Credit: Old Town canoes, Old Town, Maine, via DigitalCommonwealth.org
Picture an outdoor recreation advertisement: hiking boots on a mountain trail, a tent beneath the stars, or a kayak gliding across a pristine lake. Chances are, the person in that image is White. According to the Outdoor Industry Association, nearly 70% of outdoor participants in 2023 were White, while only 10.3% were Black and 13.4% Hispanic, figures starkly disproportionate to America’s growing diversity. These disparities are often dismissed as cultural differences, reduced to crude statements like “Black people don’t hike,” but the reality is rooted in historical exclusion and systemic barriers.

Google Maps images showing the contrast in green space between low-income (top) and high-income (bottom) areas in Los Angeles, California
Credit: Map data, 2024, via Google
A Foundation of Expulsion and Exclusion
National parks in the US were built on exclusion from the start.
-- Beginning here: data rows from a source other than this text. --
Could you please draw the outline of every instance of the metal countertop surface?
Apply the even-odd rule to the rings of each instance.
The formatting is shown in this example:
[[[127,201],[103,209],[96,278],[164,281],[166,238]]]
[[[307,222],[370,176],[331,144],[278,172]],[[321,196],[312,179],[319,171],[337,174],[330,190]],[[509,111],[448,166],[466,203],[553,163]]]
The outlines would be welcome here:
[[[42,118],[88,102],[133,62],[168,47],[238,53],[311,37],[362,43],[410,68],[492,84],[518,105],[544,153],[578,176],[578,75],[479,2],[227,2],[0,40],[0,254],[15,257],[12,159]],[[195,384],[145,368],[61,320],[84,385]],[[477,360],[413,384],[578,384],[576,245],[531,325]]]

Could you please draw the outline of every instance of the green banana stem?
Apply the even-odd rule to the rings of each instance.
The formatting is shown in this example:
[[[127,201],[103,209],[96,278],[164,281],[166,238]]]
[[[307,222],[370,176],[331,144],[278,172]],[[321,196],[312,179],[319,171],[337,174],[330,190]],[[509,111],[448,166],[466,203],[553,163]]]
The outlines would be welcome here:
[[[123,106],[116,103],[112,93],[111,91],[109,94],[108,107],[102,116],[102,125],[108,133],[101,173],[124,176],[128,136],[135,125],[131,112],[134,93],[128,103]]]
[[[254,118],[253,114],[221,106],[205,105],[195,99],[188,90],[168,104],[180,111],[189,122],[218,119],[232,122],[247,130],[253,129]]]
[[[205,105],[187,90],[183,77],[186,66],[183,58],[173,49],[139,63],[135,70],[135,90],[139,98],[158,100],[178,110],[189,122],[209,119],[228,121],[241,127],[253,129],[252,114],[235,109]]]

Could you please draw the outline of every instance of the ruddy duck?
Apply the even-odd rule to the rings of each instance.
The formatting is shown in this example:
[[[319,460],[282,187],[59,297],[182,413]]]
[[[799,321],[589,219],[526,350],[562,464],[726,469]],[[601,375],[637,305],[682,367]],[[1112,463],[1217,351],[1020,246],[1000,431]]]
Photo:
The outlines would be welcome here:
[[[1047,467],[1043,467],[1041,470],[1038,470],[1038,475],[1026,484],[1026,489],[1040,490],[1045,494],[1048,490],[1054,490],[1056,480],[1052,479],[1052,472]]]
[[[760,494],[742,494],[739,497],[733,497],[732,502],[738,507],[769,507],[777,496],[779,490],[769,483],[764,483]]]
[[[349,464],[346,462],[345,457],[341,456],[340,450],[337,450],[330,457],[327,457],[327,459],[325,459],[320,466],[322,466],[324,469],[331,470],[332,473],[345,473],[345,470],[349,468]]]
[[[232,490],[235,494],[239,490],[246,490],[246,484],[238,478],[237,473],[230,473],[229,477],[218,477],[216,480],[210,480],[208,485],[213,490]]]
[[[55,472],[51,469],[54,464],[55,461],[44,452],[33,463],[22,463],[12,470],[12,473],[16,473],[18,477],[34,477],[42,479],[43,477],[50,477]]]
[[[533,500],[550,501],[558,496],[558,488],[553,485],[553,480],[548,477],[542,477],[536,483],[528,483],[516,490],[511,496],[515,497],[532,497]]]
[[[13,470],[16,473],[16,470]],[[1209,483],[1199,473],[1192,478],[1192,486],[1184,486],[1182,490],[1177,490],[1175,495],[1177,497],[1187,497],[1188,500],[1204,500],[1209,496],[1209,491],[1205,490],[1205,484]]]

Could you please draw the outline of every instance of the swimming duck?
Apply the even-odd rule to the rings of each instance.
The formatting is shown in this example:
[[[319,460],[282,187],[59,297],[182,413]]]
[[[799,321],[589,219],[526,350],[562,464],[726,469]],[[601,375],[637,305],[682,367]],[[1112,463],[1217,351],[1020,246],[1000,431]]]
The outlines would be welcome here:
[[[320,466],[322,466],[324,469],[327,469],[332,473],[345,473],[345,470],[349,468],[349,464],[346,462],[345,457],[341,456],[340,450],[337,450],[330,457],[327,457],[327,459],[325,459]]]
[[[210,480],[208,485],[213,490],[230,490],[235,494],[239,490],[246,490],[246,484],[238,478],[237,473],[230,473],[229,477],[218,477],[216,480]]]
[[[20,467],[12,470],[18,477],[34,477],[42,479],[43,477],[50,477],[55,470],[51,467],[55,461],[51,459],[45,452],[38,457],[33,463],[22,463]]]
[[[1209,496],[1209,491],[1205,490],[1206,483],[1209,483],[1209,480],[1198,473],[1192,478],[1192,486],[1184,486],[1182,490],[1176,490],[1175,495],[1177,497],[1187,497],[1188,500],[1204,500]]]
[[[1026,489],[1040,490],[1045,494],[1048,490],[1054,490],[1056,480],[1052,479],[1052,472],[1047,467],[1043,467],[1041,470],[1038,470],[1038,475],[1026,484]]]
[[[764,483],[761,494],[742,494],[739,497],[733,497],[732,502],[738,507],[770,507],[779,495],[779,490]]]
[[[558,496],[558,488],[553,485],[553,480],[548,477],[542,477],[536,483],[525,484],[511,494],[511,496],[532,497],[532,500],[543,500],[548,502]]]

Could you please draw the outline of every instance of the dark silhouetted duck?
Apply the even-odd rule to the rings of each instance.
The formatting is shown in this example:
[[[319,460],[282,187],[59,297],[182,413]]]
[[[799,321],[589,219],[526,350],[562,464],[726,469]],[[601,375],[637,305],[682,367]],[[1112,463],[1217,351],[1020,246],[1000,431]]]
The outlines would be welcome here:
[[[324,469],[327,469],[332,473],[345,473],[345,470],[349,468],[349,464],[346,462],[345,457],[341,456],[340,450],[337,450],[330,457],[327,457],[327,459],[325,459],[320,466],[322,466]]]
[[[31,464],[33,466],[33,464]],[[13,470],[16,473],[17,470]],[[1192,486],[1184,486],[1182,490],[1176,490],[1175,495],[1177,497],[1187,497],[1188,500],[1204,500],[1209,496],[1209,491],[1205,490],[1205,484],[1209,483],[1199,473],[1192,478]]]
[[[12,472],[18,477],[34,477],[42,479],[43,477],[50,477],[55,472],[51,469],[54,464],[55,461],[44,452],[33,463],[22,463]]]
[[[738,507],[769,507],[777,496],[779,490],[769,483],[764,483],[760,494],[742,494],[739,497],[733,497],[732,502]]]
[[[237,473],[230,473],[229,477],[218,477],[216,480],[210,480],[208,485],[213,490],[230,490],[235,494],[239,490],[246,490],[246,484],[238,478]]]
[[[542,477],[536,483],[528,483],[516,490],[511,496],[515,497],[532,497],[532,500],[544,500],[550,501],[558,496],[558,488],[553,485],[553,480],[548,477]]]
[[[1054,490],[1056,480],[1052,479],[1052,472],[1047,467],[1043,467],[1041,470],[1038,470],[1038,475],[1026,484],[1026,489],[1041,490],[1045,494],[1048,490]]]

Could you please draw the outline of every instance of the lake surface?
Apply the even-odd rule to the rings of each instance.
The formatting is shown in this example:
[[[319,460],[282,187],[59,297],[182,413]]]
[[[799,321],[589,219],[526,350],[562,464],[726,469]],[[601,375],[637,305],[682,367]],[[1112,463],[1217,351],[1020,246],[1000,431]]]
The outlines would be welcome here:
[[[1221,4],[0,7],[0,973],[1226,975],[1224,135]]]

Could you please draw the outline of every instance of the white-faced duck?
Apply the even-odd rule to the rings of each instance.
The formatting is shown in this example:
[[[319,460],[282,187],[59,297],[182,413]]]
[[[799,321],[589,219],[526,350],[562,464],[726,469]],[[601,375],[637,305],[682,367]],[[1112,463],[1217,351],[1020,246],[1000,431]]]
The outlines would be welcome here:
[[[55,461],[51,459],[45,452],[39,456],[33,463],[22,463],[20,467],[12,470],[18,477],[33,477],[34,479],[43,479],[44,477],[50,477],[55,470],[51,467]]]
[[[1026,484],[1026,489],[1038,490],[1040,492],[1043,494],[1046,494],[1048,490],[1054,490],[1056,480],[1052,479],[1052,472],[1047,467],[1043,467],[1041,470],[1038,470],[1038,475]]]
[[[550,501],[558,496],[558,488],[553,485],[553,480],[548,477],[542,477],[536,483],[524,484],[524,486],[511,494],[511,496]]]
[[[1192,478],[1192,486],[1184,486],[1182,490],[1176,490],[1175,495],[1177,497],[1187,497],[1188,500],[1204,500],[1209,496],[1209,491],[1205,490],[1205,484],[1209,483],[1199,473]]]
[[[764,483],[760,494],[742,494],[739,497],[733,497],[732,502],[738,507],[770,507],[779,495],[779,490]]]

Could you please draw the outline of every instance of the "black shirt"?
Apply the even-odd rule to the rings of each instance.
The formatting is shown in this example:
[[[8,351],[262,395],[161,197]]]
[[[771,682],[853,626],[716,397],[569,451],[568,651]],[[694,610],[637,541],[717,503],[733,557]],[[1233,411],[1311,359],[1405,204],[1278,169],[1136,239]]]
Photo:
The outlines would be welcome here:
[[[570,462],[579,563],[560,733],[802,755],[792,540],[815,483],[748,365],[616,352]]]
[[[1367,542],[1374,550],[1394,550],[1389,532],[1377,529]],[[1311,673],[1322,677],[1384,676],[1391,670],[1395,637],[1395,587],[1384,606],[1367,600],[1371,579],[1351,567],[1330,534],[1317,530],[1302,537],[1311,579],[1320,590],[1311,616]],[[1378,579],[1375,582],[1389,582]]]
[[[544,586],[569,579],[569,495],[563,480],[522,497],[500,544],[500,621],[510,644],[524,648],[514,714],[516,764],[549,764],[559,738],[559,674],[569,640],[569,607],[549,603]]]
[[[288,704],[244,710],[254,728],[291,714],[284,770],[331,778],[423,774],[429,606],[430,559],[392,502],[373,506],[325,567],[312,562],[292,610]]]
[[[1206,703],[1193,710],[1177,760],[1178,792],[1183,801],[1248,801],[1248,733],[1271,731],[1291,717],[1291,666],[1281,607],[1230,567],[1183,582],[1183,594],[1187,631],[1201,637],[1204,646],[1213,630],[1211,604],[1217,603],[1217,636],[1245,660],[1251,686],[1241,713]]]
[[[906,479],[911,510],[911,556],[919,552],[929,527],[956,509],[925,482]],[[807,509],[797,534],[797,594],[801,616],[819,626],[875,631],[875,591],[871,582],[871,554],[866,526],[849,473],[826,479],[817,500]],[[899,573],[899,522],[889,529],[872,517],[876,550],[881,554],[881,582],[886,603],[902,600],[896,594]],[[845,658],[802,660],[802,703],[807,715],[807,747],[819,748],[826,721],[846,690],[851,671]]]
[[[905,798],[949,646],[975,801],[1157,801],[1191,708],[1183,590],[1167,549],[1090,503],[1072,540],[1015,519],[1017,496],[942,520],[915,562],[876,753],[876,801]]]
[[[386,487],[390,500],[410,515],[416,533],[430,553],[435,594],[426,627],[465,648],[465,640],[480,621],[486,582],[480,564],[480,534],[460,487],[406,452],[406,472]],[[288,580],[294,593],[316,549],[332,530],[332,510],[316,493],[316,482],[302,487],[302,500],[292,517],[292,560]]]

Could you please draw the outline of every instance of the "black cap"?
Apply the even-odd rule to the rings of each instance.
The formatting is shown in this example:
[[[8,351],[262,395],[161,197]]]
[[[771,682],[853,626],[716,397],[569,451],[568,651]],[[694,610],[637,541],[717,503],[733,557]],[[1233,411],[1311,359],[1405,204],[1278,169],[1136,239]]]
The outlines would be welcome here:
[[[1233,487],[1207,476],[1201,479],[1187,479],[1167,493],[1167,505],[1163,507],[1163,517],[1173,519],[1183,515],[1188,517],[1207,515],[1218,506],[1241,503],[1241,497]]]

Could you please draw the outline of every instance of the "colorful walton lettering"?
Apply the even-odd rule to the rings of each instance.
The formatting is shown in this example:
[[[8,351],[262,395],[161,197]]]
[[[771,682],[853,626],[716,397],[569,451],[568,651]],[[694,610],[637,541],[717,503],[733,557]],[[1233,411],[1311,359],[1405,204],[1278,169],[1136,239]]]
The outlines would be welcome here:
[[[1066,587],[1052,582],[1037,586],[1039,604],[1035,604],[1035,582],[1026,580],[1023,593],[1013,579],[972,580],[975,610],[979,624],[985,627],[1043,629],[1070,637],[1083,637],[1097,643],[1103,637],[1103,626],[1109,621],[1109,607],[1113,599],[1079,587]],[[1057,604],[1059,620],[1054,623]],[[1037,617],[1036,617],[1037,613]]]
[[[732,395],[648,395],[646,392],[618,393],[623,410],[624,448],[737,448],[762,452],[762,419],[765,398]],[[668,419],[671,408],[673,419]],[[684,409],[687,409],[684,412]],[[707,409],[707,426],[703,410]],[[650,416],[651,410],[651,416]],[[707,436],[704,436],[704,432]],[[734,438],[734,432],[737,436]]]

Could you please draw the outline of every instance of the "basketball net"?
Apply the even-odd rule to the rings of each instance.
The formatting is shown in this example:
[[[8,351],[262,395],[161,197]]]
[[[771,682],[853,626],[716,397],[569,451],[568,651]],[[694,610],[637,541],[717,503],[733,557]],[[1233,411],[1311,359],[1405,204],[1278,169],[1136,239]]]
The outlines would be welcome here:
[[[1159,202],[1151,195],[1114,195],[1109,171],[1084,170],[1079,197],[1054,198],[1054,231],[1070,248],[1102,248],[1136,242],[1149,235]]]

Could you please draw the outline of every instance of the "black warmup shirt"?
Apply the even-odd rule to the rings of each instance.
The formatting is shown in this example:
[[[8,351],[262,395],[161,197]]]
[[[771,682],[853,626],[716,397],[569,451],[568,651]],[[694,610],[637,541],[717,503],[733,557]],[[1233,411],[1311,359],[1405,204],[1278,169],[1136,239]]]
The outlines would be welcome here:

The lands we now celebrate as natural wonders were once home to Indigenous peoples who were forcibly removed. Once emptied of its original inhabitants, wilderness was rebranded. In the 1800s, White elites, viewing the cities as dirty and immigrant-filled, began romanticizing nature as pristine, untouched, and exclusively theirs. This myth erased indigenous stewardship while Black Americans faced Jim Crow segregation in parks well into the 1960s. “Sundown towns” near outdoor destinations explicitly prohibited people of color after dark, limiting reasonable means of transportation and lodging.

Graphic art print of white woman fishing on dock, 1905
Credit: Fishing, by Schwab & Wolf, via Library of Congress
Even after legal segregation ended, this legacy persists: outdoor recreation culture remains predominantly White, framing wilderness as a fundamentally White pursuit inaccessible to other communities.

Comparison of Racial/Ethnic Makeup of National Park Visitors (top) vs U.S. Population in 2018 (bottom)
Credit: Data via National Parks System Comprehensive Survey, 2018 and U.S. Census, 2018
Feeling Unwelcome in One’s Own Backyard
Economic barriers compound this exclusion. Black and Hispanic Americans face poverty at almost double the rate of White Americans. Communities of color are three times more likely than White counterparts to live in areas with limited green space, with over 76% of low-income people of color living in nature-deprived areas. As first-time campers can expect to spend $500 to $1300 in equipment alone, whole communities can be priced out.
Cultural barriers also persist. When outdoor media is dominated by White faces, it signals who belongs. Even park regulations can exclude some groups or cultures. Many camping and outdoor recreation sites limit group sizes, disadvantaging communities whose cultural values emphasize larger group recreation. This is only one of many differences that ultimately lead to discrimination and people of color feeling unwelcome in outdoor spaces.
Making Space and Reaching Out a Hand
Some White outdoor enthusiasts are beginning to acknowledge their privilege, creating opportunities for change, but acknowledgement alone isn’t enough without concrete action. Grassroots organizations are leading the way toward inclusion in the realm of outdoor recreation. Outdoor Afro connects Black Americans to nature through community-led hikes and camping trips. Similarly, Latino Outdoors organizes group outings that honor cultural values in outdoor engagement. These efforts have slowly diversified the outdoor demographics, forcing major companies to take diversity more seriously. Yet systemic issues remain entrenched: industry leadership stays overwhelmingly White, many diversity initiatives remain surface level, and economic barriers persist.
The whiteness of outdoor recreation isn’t natural or inevitable. It’s the product of intentional historical exclusion and ongoing barriers. True inclusion requires confronting this racialized history, removing economic and geographic obstacles, and centering BIPOC voices in outdoor leadership. Nature is a shared space, and everyone deserves to experience it in their own way. As we work towards equity, we must stop prioritizing the comfort of those who have always belonged and start fighting for those who have been excluded.